What are they spending more on?
- Alcohol, perhaps because they spend more time in leisure activities.
- Furniture…many are moving to smaller homes or relocating to sunnier climes.
- New cars and trucks…trading in the old “family” cars for something more suitable for smaller households.
- Entertainment, due to more free time.
- Gifts…mature people spend millions on their grandkids
- Health care, including health insurance.
- Personal and household services such as housekeeping, spa visits, yard maintenance, pool upkeep, etc.
- Coffee! Turns out that people between 55 and 64 are the most devoted coffee drinkers.
- Recreation vehicles…they are on the road.
- Vacation homes, airfares, ship fares, hotels.
- Reading…especially newspaper subscriptions.
Senior Demographic Group Segmentation
To develop effective marketing messages for the demographic group that is over the age of 50, we must use segmentation.
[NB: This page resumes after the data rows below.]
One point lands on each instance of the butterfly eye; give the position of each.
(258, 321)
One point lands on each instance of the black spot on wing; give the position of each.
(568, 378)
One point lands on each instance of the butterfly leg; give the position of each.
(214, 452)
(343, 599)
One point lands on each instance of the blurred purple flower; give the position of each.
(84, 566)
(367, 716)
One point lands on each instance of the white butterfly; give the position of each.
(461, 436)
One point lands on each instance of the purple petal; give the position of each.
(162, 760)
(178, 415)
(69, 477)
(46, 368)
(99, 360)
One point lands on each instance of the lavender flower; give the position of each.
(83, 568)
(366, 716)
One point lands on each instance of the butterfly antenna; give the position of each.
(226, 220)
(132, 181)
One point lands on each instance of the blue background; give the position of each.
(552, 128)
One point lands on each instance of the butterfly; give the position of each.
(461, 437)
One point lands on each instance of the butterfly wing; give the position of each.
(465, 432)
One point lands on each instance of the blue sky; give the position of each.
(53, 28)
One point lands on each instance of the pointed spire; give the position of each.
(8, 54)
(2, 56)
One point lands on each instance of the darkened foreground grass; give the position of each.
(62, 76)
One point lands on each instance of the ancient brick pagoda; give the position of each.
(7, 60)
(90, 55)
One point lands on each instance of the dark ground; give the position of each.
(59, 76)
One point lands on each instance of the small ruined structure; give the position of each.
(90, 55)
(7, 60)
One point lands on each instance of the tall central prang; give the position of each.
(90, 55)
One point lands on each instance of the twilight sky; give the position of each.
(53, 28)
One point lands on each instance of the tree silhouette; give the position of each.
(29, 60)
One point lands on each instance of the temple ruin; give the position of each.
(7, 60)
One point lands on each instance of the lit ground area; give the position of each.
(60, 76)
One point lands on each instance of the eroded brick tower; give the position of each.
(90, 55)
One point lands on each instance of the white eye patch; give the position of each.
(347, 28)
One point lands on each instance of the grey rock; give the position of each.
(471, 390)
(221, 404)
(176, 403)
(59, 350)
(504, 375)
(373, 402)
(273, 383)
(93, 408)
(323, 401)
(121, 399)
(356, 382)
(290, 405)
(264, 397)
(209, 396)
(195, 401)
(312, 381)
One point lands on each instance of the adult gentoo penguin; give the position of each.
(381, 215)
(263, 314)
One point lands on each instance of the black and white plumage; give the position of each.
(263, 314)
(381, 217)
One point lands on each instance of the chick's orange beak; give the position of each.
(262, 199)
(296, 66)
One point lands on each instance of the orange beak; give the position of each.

Experts recommend that we think of “cohorts,” a group of like-minded individuals who are often age similar as well.
For the mature market, two cohorts are clearly visible, and they are related! The “matures” include people who are over the age of 65. These folks remember the depression and lived through World War II.
Mature market characteristics include:
- a strong work ethic
- an interest in the common good
- acceptance of self-sacrifice
- tolerance of authority
- content with conformity
- loyal and patriotic
- relatively well-off compared to their parents
- ready to enjoy the results of their hard work and sacrifice (willing to spend)
- appreciative of good value
These “matures” are the parents of the Baby Boomers, the oldest of whom are turning 56 in 2002. There is a considerable gulf between these two generations yet they both comprise the “mature market”
Baby Boomers are:
- well educated
- interested in self-improvement
- believes that work should be fulfilling
- feels entitled
- tolerant of differences
- seek adventure and new experiences
These two sets of values are quite different but they are strongly represented in the mature market. Prepare marketing messages for both groups and your sales should follow.
RESEARCHER ANN FISHMAN DIVIDES SENIORS INTO THREE COHORTS…
There are actually three generations within the “generation” of
people 50 and older. Each segment has its own values, behaviors,
and consuming patterns. Ann Fishman, an expert in generational
marketing, breaks these groups down in this way:
G.I. Generation (1901-1924)
- g.i.s are up-to-date.
- g.i.s respect old ways and old values.
- g.i.s are comfortable with known companies.
- g.i.s want everything prepackaged.
- g.i.s appreciate politeness and interest.
Silent Generation (1925-1942)
- silents are vital, active people. think life stage, not age.
- silents value the opinions of experts.
- silents like to help others, particularly their grandkids.
- silents are enjoying a second middle age.
- silents are splurging on big-ticket items.
Baby Boom Generation (1943-1960)
- boomers love values.
- boomers care about the environment.
- boomers distrust authority.
- boomers want to be in control.
- boomers think they&Mac226;ll be young forever.
- boomers are nostalgic.
- boomers have a split personality &Mac246; nostalgic or needy.
- boomers are better at spending than at saving.
- boomers love learning, their way.
- boomers have an overwhelming sense of entitlement.
- women, particularly boomer women, are opportunity #1.
- boomers are busy people.
Provide the appropriate messages for these segments and your
sales to your mature consumers will soar.